I am going back to school to get my Master’s degree and I am working toward finding more ways to advocate for stronger arts programs in schools.  Along the way, I have picked up some pretty impressive awards. I’ve developed my resume, and I’ve made a name for myself, despite the bullying and the drama. I did what I could to develop myself professionally so I could move out of those schools and into better opportunities.  I think that spending time getting awards, grants, and professional development for myself was sort of my therapy.  The good feelings I got from those development experiences went a long way towards countering the bad feelings from the bullying.  I felt like I had a secret identity that the bullies didn’t get to see.

 

I wish that I had put more effort into self-care instead of beating myself up over perceived failures and feeling sad about mean people.  It’s much better to go kayaking and enjoy the misty morning air over a beautiful lake than to spend time feeling sorry for myself.

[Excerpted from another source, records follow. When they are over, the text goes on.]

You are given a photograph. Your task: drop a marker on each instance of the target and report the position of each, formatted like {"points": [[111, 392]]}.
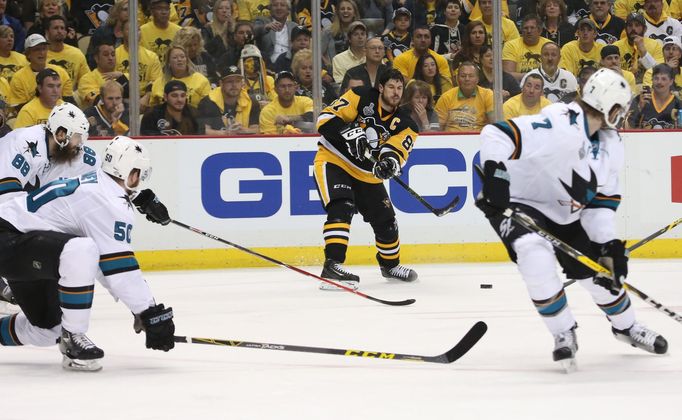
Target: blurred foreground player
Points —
{"points": [[57, 239], [363, 120], [561, 168]]}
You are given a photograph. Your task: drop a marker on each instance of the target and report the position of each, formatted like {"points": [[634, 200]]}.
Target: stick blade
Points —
{"points": [[466, 343], [447, 209]]}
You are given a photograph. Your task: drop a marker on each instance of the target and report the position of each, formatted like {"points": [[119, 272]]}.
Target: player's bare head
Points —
{"points": [[609, 94], [391, 85], [69, 130]]}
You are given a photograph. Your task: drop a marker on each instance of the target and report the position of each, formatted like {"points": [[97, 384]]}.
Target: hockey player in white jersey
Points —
{"points": [[561, 168], [57, 239]]}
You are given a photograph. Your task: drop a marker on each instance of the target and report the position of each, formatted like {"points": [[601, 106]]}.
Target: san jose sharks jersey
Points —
{"points": [[556, 168], [391, 134], [94, 206], [25, 159]]}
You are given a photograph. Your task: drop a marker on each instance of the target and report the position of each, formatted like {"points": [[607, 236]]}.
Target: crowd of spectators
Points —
{"points": [[242, 67]]}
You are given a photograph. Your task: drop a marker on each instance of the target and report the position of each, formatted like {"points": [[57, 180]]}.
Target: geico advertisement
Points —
{"points": [[261, 191]]}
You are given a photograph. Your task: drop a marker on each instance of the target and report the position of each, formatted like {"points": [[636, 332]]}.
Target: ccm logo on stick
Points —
{"points": [[676, 178], [254, 184]]}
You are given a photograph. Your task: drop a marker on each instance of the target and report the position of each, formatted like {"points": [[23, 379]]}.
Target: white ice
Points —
{"points": [[509, 374]]}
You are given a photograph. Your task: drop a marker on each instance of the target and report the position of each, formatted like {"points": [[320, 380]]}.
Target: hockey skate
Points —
{"points": [[8, 305], [399, 272], [565, 347], [79, 352], [640, 336], [333, 270]]}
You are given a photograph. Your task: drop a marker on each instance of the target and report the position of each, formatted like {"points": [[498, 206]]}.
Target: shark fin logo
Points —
{"points": [[581, 191]]}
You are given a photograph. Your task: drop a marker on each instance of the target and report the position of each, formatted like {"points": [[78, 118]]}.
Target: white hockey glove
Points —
{"points": [[356, 140], [386, 168]]}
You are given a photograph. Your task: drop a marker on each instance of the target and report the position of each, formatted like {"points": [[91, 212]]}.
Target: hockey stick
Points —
{"points": [[653, 236], [636, 245], [438, 212], [527, 222], [460, 349], [296, 269]]}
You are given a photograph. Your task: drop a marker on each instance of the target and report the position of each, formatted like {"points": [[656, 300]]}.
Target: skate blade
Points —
{"points": [[330, 287], [78, 365], [568, 365], [7, 308]]}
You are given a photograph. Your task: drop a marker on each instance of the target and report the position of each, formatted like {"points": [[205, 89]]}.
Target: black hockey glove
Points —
{"points": [[386, 168], [148, 204], [494, 196], [614, 258], [356, 140], [157, 323]]}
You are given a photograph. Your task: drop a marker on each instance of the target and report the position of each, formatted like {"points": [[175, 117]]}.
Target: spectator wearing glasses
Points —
{"points": [[672, 54], [355, 54], [370, 71], [406, 62], [243, 35], [174, 116], [10, 61], [609, 26], [521, 55], [398, 40], [300, 39], [178, 66], [530, 101], [286, 111], [48, 94], [302, 68], [108, 117], [157, 34], [229, 109], [656, 107]]}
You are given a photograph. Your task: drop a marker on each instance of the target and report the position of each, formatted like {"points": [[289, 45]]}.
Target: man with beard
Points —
{"points": [[609, 27], [363, 121], [173, 117], [23, 84], [109, 116], [229, 109], [280, 115], [638, 53], [48, 95], [90, 84], [70, 58]]}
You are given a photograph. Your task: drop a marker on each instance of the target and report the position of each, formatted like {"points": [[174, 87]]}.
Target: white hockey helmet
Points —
{"points": [[122, 156], [604, 90], [69, 117]]}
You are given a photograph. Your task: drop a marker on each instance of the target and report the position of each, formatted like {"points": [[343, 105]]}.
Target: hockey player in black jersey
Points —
{"points": [[561, 168], [363, 120]]}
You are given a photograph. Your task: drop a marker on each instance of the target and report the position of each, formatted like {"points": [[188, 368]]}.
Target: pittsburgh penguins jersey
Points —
{"points": [[562, 87], [663, 28], [25, 159], [94, 206], [556, 168], [388, 134], [396, 44]]}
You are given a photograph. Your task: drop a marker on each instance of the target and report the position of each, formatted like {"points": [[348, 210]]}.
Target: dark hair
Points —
{"points": [[48, 22], [535, 76], [392, 74], [532, 16], [419, 73], [663, 69]]}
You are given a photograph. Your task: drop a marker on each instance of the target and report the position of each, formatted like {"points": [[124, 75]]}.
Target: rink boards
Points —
{"points": [[260, 193]]}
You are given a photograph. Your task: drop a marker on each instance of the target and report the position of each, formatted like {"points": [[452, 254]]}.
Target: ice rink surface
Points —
{"points": [[509, 374]]}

I wish that I had put more time and effort into professional development (I hate that phrase… it sounds so boring, but it’s so important to develop your practice for real, not just sit in some seminars, passively) and surrounding myself with people who do amazing things early on.  That has been the biggest factor in getting over bullying.  When you’re awesome at what you do, it shows, even when bullies are trying to detract from it.  People will respect you, and will stand up for you when bullies try to mess with you.  The bullies tend to look pretty stupid when they try to push you around and you’re the star player on your team.

 

- Anonymous’ story

 

I realized that I was staying out of fear, that I had made the college and tenure my god, my only source of security. I decided to take a huge leap of faith, to believe in an abundant universe, to believe that I had the skills and ability to create a better, still prosperous life for myself. So, I walked away.  Deciding to leave, to walk away from my tenured position, was perhaps the most difficult and courageous thing I’ve ever done. But I left to save my life and my soul. I was starting to get physical symptoms I could no longer ignore. I firmly believe I would have gotten seriously ill if I hadn’t left when I did and quite possibly never have been able to work again.

As I write this, it is 8 years since I left and I am filled with gratitude for all the blessings in my life today. Out of the ashes of those horrific experiences, I have created a new immensely satisfying career as a consultant, teacher, presenter, and coach, specializing in workplace conflict, communication and bullying issues – no coincidence there.

I have survived, I have healed, and I have created a beautiful life for myself.

- Lorraine Segal’s story

 

I hate what happened, but I’m glad it did. I wouldn’t change a thing because my lesson would not be the same. I learned so much about myself and used that information to encourage victims to understand, “Success Begins with Knowing It’s OK to Tell the Story!” Whether the story be workplace bullying, domestic violence, sexual assault, etc.  I believe God created me to be a sophisticated thinker and has placed me in a position of influence to bring awareness to all forms of workplace violence. Even more awesome, God made you an influencer as well. I encourage you to tap into your sphere of influence. Consider how you use your influence to help victims.